I was taken to task a few weeks ago for suggesting that Jim Wallis' approach to issues was something less than optimal. We've all got different approaches, my colleagues told me, let a thousand flowers bloom.
And I'm happy to do that. The more you learn about Christian history, the more you learn that there are really any number of Christian histories. Even in the earliest years of the church, there was considerable variation in belief and practice. To my knowledge, there has never been a period when The Christian Church all believed the same thing at the same time. Not even after the great ecumenical councils.
So while Zack is enthused about the revolution in compassion he's seeing and Jim Wallis is droning on for the umpteenth time about the search for the new moral center in this nation, I'm looking around and what I want to see bloom is the flower of the same old moral center we've known for a long time.
Christopher Hayes, writing in the Guardian, reminds us of what it used to look like:
It was back in 1993, as the Clintons prepared to roll out their new universal healthcare plan, that Bill Kristol wrote a memo to fellow conservatives and Republican lawmakers on Capitol Hill warning them that their goal must be to "kill," not amend, the Clinton plan. "Healthcare," Kristol wrote, "is not, in fact, just another Democratic initiative ... . It will revive the reputation of the ... Democrats, as the generous protector of middle-class interests."

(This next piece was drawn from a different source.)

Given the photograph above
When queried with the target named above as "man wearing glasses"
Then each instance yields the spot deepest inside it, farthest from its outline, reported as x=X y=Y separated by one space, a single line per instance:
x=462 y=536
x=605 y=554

This is really the issue: from the New Deal through the Great Society, the Democrats dominated American politics by being first and foremost the stewards of social-democratic middle-class entitlements. In the wake of the Civil Rights Act, white southerners in particular and white middle-class voters in general, began to associate the Democrats with pursuing the interests of Others - minorities, homosexuals, welfare queens. Conservative political dominance in the post-Reagan era has rested on two pillars: preserving, at a rhetorical level, the conception of the Democrats as being beholden to "special interests" (who don't look like you) and, at the policy level, making sure Democrats never have an opportunity to pass legislation that would belie that claim.

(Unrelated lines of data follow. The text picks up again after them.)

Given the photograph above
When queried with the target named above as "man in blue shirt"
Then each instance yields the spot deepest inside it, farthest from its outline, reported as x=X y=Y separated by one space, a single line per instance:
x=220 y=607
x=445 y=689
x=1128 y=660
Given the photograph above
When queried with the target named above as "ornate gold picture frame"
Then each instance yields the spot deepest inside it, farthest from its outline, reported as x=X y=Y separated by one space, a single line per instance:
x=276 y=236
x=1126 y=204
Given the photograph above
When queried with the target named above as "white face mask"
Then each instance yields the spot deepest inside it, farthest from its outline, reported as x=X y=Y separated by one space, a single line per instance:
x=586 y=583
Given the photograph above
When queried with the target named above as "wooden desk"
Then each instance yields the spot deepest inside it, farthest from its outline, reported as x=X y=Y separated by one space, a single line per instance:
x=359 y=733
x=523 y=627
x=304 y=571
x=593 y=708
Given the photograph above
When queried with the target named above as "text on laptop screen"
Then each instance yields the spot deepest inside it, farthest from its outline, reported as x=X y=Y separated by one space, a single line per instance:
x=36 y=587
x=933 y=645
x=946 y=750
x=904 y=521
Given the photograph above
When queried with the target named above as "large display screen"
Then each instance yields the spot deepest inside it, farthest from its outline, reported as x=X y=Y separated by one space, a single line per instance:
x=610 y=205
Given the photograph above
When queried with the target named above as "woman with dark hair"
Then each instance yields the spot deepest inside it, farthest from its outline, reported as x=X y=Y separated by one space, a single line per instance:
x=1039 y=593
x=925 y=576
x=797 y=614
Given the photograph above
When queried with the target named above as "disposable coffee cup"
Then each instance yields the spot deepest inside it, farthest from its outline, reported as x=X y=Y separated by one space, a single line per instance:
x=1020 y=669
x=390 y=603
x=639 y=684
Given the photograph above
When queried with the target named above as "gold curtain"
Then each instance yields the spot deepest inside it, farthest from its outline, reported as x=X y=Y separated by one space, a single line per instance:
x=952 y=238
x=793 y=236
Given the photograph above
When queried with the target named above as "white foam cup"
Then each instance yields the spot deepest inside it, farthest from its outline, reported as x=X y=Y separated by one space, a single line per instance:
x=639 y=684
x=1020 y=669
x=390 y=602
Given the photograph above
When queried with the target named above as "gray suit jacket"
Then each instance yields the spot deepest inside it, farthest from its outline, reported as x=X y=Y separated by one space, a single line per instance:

This is where I want my church to stand on social issues. Not on a partisan platform, nor on a mission to protect the middle class, necessarily. On the moral commitment to bringing as many people into the middle class as possible, to government as the great leveler of society, in order to spread prosperity as widely as possible.

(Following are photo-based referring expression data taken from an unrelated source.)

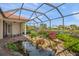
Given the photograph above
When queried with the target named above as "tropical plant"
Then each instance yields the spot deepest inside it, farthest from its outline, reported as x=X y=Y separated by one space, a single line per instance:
x=12 y=46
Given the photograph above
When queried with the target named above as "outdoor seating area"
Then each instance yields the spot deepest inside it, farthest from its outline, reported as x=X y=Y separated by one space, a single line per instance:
x=39 y=29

What makes me - and many others like me - a progressive Christian is the desire to have their church and their government stand for all people, not just the privileged few. That's actually an old and rather conservative idea. It is also a fine common ground for all liberal believers to stand on. I'm not so interested in importing somebody else's revolution, then, especially since my folks have already been through it. But we don't all have to look alike to work with one another to rediscover the moral center we once knew. That sounds like a fine, if not-so-sexy, plan.
Besides, the Clash now hawk cars, in case you hadn't heard.
*Since I started writing this essay, Zack's branched out from the evangelical world a bit.
**Interestingly enough, closing the gap is the announced rationale for Barack Obama, the one true evangelical mainliner in the race. Hillary is the next closest, and she used to talk this way back in the '90s before...well, before a lot of stuff happened.